Avant de retourner en Irak dans la foulée des troupes américaines, l'organisation n'a pas procédé à une évaluation sérieuse des nouvelles conditions qui rendaient pourtant son travail beaucoup plus dangereux. «Des hauts fonctionnaires de l'ONU à Bagdad étaient mal à l'aise à cause de la présence visible des forces de la coalition dans et aux alentours du siège de l'ONU, à l'hôtel Canal», explique le rapport. «A plusieurs reprises, ils ont demandé aux forces de la coalition de retirer des équipements et des check-points de protection autour du périmètre de l'hôtel Canal, sans demander des mesures de sécurité alternatives». L'une des conséquences de ces demandes, liées au désir de neutralité de l'organisation, a été la réouverture d'une route passant le long du bâtiment de l'ONU. C’est cette même route qu’a emprunté le camion bourré d’une tonne d'explosif à l'origine de l'attentat.

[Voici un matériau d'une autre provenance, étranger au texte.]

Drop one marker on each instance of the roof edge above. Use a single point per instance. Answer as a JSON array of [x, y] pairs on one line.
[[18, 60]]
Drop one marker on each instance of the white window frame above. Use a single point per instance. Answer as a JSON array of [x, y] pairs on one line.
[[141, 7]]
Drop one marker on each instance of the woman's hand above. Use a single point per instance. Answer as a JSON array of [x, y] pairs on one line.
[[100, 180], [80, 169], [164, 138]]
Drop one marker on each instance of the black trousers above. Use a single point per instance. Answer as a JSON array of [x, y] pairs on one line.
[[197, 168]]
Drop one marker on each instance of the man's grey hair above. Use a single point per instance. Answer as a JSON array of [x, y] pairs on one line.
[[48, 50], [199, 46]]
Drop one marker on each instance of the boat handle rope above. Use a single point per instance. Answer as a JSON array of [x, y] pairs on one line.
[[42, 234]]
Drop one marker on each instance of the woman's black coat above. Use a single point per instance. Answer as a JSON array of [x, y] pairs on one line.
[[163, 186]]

A l'époque de l'installation de la mission dirigée par Sergio Vieira de Mello, lui-même tué dans l'explosion, les impératifs sécuritaires ont été ignorés. Alors que la présence de l'ONU à Bagdad aurait dû être limitée à 200 personnes, -uniquement pour des tâches essentielles, les listes ont été truquées et près de 500 personnes (dont beaucoup de «non-essentiels») ont été déployées. Après l'attentat, l'absence de listes exactes a rendu très difficile l'établissement d'un bilan précis des morts et des disparus. De même, l'absence de procédure d'urgence en cas d'attaque de grande ampleur a provoqué une totale désorganisation. Des personnels ont quitté les lieux sans prévenir qui que ce soit. Une personne, oubliée dans un hôpital de Bagdad, a même été déclarée morte, par erreur, à sa famille. En dépit des conseils de l'équipe chargée de sa sécurité, Sergio Vieira de Mello a commis l'erreur fatale de refuser d'installer son bureau dans une partie moins exposée du bâtiment.

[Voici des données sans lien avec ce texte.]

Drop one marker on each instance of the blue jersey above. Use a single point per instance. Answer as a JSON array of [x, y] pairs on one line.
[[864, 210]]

«L'ONU savait que la situation sécuritaire se détériorait gravement tout au cours de l'été», explique à RFI un des panélistes, Claude Bruderlein, directeur de recherche à Harvard. Et de fait, plusieurs attaques avaient visé les semaines précédentes des agences de l'ONU, puis l'ambassade de Jordanie. «L'ONU avait des informations selon lesquelles le bâtiment et le personnel étaient sur la liste des cibles des mouvements armés en Irak, poursuit-il. L'ONU avait aussi des indications selon lesquelles une attaque allait peut-être être perpétrée dans le secteur de l'hôtel Canal. Malheureusement, les Nations unies n'ont pas réagi».
«Un camion a pu se rendre à quelques mètres du bureau de M. de Mello sans aucun problème. C'est dire à quel point le périmètre n'était pas protégé !», poursuit Claude Bruderlein. «Avec de telles informations, et considérant le manque de protection du périmètre, à notre avis, mais c'est facile à dire après coup, le bâtiment aurait dû tout simplement être évacué». Alors que des films de protection auraient dû être posés sur les fenêtres du bâtiment, l'installation a été retardée, pour cause de lourdeurs bureaucratiques, alors même qu'une agence de l'ONU était prête à les financer. Or, «la fragmentation et la dispersion des vitres à la suite de l'explosion a considérablement contribué au nombre de morts et de blessés», estime le rapport.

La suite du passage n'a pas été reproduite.